Broadcast Alert Settings: Preferred ETA

GPS is a great way to figure out how close Responders are to an emergency. Unfortunately, not everyone has GPS-capable phones, so Beacon uses the Preferred ETA setting to figure out who’s closest. (There are other reasons why Beacon doesn’t use GPS to find the closest Responder, too. Read more here.)

When Dispatchers send out Broadcast Alerts, Responders are asked to self-report their estimated time of arrival (ETA) to the Incident Location. Beacon compares each Responder’s self-reported ETA to the Preferred ETA setting to determine what happens next.

Here are three examples to show you how it works. (Please note: The Preferred ETA setting works the same way whether you’re responding through the Beacon Mobile App or via SMS.)

Example 1:
Responder’s ETA is less than or equal to the Preferred ETA

Result:
Responder is Assigned Immediately ✅

If the Responder’s ETA is less than/equal to the Preferred ETA, and Beacon is still looking for more responders, the Responder is immediately assigned to the incident and asked to Confirm En Route.

Scenario 2:
Responder’s ETA is greater than the Preferred ETA

Result
:
Responder is told to “Please Standby” 🖐

 

If the Responder reports an ETA greater than the Preferred ETA, the Responder is told to Please Standby (for 1 minute*). Beacon is now waiting to see if there are other Responders who are closer. If Beacon can’t find another Responder with a shorter ETA, Beacon will then send the Confirm En Route message, as shown here.

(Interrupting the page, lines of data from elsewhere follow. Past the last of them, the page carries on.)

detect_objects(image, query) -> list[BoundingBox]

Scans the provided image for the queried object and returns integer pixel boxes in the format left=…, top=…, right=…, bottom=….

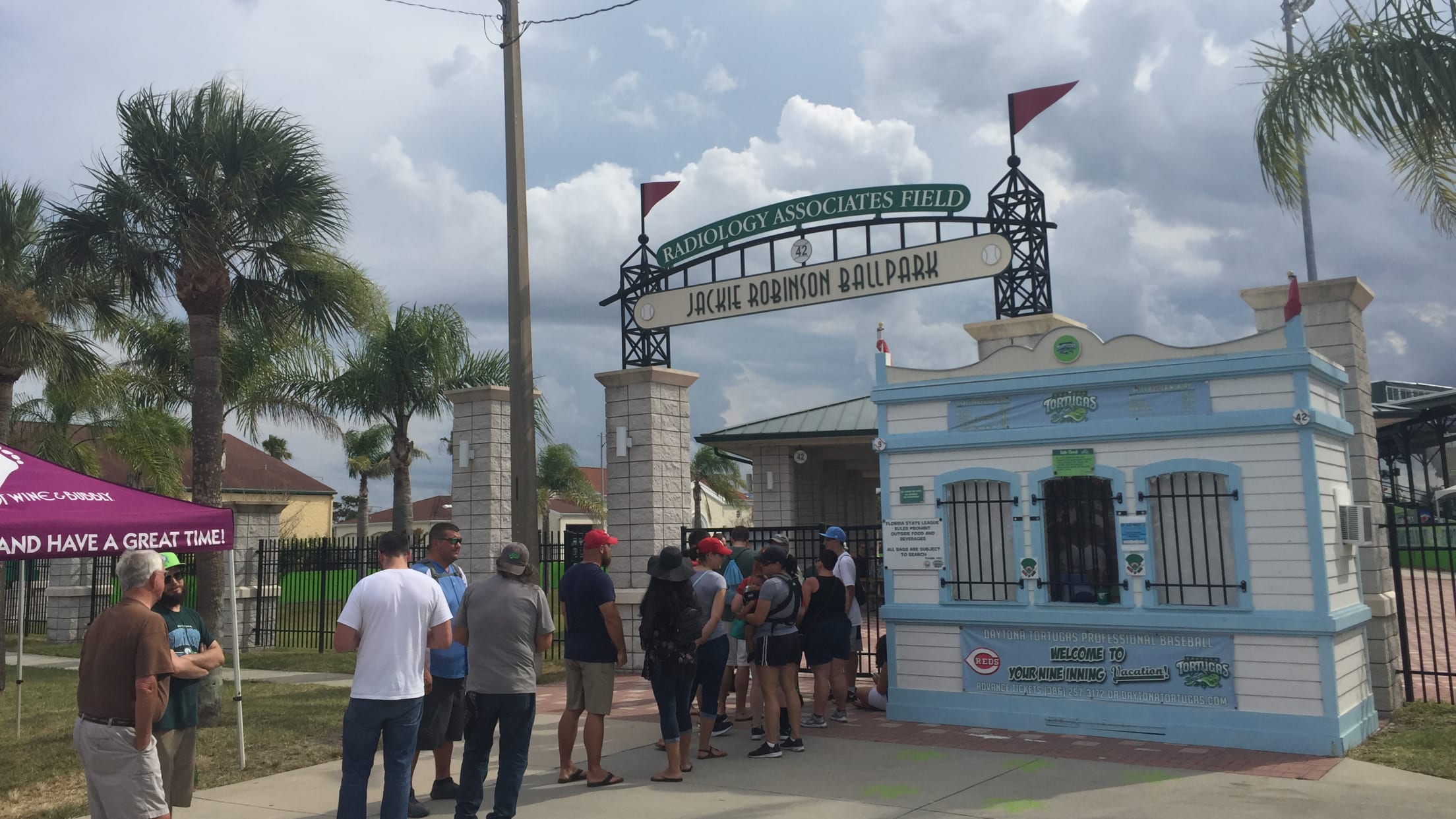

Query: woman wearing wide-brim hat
left=638, top=547, right=703, bottom=783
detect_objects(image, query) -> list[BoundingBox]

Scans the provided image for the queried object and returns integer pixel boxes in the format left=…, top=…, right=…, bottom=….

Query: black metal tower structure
left=986, top=154, right=1051, bottom=319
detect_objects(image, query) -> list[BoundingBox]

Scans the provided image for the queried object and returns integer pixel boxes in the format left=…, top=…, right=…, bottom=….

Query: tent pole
left=15, top=560, right=29, bottom=739
left=227, top=549, right=247, bottom=771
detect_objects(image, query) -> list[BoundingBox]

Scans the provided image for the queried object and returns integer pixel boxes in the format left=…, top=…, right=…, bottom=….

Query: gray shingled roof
left=698, top=395, right=880, bottom=443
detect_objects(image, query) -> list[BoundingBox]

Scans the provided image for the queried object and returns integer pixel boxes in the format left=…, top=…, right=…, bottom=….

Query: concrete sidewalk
left=159, top=714, right=1456, bottom=819
left=5, top=652, right=354, bottom=688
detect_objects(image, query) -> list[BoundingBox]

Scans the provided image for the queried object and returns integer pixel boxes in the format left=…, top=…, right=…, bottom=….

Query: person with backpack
left=638, top=547, right=703, bottom=783
left=744, top=543, right=804, bottom=759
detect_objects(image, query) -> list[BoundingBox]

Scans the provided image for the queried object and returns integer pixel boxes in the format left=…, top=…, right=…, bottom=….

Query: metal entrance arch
left=600, top=156, right=1056, bottom=369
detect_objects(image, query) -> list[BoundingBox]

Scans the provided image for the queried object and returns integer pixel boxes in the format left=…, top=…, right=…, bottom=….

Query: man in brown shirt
left=73, top=551, right=175, bottom=819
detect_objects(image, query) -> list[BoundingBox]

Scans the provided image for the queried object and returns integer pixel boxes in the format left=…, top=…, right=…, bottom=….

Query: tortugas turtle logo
left=1041, top=389, right=1097, bottom=424
left=1175, top=657, right=1233, bottom=688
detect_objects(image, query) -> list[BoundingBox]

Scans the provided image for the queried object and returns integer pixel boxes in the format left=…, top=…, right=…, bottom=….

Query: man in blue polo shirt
left=409, top=523, right=470, bottom=818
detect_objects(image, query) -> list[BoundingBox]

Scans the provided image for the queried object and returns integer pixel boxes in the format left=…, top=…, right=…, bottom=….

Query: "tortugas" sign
left=635, top=233, right=1010, bottom=329
left=657, top=185, right=971, bottom=266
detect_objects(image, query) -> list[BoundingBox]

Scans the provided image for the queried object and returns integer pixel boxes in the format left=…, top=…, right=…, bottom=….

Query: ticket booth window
left=1037, top=475, right=1121, bottom=605
left=1143, top=472, right=1242, bottom=606
left=940, top=481, right=1017, bottom=602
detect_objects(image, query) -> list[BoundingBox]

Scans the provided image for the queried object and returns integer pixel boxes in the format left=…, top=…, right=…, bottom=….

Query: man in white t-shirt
left=334, top=532, right=453, bottom=819
left=820, top=526, right=862, bottom=723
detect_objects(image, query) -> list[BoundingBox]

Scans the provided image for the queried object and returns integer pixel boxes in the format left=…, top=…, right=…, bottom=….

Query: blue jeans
left=456, top=694, right=536, bottom=819
left=652, top=666, right=693, bottom=742
left=694, top=634, right=728, bottom=720
left=338, top=696, right=425, bottom=819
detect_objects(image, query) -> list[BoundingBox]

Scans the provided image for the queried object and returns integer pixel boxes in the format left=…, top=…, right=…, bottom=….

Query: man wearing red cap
left=556, top=529, right=628, bottom=789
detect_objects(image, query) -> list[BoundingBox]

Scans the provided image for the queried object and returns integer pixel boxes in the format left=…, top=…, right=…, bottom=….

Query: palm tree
left=688, top=446, right=748, bottom=529
left=51, top=80, right=379, bottom=724
left=344, top=424, right=392, bottom=551
left=1254, top=0, right=1456, bottom=235
left=260, top=436, right=293, bottom=460
left=536, top=443, right=607, bottom=532
left=0, top=179, right=115, bottom=443
left=316, top=305, right=546, bottom=532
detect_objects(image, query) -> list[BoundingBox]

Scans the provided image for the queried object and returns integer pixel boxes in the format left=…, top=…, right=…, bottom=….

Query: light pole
left=1280, top=0, right=1319, bottom=282
left=503, top=0, right=540, bottom=561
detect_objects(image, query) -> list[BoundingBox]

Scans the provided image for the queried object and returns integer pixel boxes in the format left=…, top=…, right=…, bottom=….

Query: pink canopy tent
left=0, top=446, right=246, bottom=765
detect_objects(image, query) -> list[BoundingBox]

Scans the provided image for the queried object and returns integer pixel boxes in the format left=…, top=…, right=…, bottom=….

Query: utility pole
left=1280, top=0, right=1319, bottom=282
left=506, top=0, right=540, bottom=561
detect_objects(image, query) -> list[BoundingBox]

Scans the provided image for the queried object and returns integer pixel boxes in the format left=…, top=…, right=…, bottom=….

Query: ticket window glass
left=1038, top=475, right=1121, bottom=605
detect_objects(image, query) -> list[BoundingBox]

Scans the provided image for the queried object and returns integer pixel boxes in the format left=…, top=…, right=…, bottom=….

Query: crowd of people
left=75, top=523, right=887, bottom=819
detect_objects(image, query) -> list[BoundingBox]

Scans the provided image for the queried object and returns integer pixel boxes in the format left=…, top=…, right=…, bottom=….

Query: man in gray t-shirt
left=454, top=543, right=556, bottom=819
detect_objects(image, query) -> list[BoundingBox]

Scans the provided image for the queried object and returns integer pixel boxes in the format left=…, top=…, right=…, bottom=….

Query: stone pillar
left=597, top=367, right=698, bottom=669
left=1239, top=277, right=1405, bottom=713
left=222, top=500, right=288, bottom=652
left=964, top=313, right=1087, bottom=361
left=446, top=386, right=511, bottom=577
left=45, top=557, right=100, bottom=643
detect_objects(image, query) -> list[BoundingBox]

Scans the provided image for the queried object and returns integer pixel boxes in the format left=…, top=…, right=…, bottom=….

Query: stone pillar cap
left=964, top=313, right=1087, bottom=341
left=597, top=367, right=698, bottom=386
left=1239, top=276, right=1374, bottom=311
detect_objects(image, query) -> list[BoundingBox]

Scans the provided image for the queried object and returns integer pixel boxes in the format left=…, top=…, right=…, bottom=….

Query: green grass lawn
left=1350, top=702, right=1456, bottom=779
left=0, top=666, right=349, bottom=819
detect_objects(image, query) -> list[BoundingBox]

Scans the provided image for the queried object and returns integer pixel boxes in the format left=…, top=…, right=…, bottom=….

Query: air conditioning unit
left=1335, top=487, right=1374, bottom=549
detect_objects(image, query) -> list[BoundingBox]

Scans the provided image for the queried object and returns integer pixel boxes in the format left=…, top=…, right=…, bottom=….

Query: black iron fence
left=683, top=523, right=885, bottom=676
left=243, top=533, right=568, bottom=659
left=1385, top=504, right=1456, bottom=702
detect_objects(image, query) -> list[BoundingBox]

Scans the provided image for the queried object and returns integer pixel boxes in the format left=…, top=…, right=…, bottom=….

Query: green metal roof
left=698, top=395, right=880, bottom=443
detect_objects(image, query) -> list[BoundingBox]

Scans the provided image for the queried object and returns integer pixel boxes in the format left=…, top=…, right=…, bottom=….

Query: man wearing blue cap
left=820, top=526, right=862, bottom=723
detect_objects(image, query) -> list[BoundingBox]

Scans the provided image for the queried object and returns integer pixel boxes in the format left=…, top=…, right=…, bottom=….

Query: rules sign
left=884, top=518, right=945, bottom=570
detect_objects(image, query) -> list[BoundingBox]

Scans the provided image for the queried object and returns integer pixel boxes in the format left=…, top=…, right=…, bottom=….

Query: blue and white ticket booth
left=872, top=317, right=1376, bottom=755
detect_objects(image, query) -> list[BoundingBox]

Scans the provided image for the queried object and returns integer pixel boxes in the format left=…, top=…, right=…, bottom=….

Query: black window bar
left=1137, top=472, right=1249, bottom=606
left=935, top=481, right=1025, bottom=602
left=1031, top=475, right=1128, bottom=605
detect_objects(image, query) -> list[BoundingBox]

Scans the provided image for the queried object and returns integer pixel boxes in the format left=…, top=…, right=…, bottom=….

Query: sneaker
left=748, top=742, right=783, bottom=759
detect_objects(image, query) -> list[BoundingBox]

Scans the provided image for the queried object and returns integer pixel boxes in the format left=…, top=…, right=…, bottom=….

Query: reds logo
left=965, top=648, right=1000, bottom=676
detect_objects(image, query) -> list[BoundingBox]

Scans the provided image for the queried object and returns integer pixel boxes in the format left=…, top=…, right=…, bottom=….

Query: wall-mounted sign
left=657, top=185, right=971, bottom=266
left=635, top=233, right=1010, bottom=329
left=1051, top=335, right=1082, bottom=364
left=961, top=626, right=1236, bottom=708
left=1051, top=449, right=1097, bottom=478
left=946, top=380, right=1213, bottom=433
left=884, top=518, right=945, bottom=570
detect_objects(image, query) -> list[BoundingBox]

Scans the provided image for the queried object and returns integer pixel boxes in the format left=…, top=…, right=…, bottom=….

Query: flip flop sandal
left=587, top=771, right=623, bottom=789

*Read this page on “Confirmation Windows” to learn about how Beacon decides how long you have to wait.

Scenario 3:
Responder’s ETA is greater than the Preferred ETA

Result:
Responder is Rejected 🚫

 

Just as in the example above, in this scenario the Responder reports an ETA greater than the Preferred ETA and is then told to Please Standby (for 3 minutes*). After 3 minutes, Beacon then tells the Responder, “You are not needed for this incident.”

Why? Because Beacon found another Responder who reported a shorter ETA than this Responder.

*Read this page on “Confirmation Windows” to learn about how Beacon decides how long you have to wait.

The Preferred ETA setting is how Beacon determines who the closest Responders are. Is it perfect? No. In fact, you’ve probably already figured out that Responders can game Beacon by always replying with an ETA of 1 minute.

This is true.

But why would they want to do that when lying about their ETA could be the difference between them saving a life and delaying care to a critical patient? As far as we’re concerned, that’s a personnel problem — not a technology problem. Tell your Responders to be honest about how long they need to arrive on scene.

One day everyone will have GPS-enabled phones and Beacon will be able to pick the closest responders that way (in theory, at least). Until then, the Preferred ETA setting will do just as well.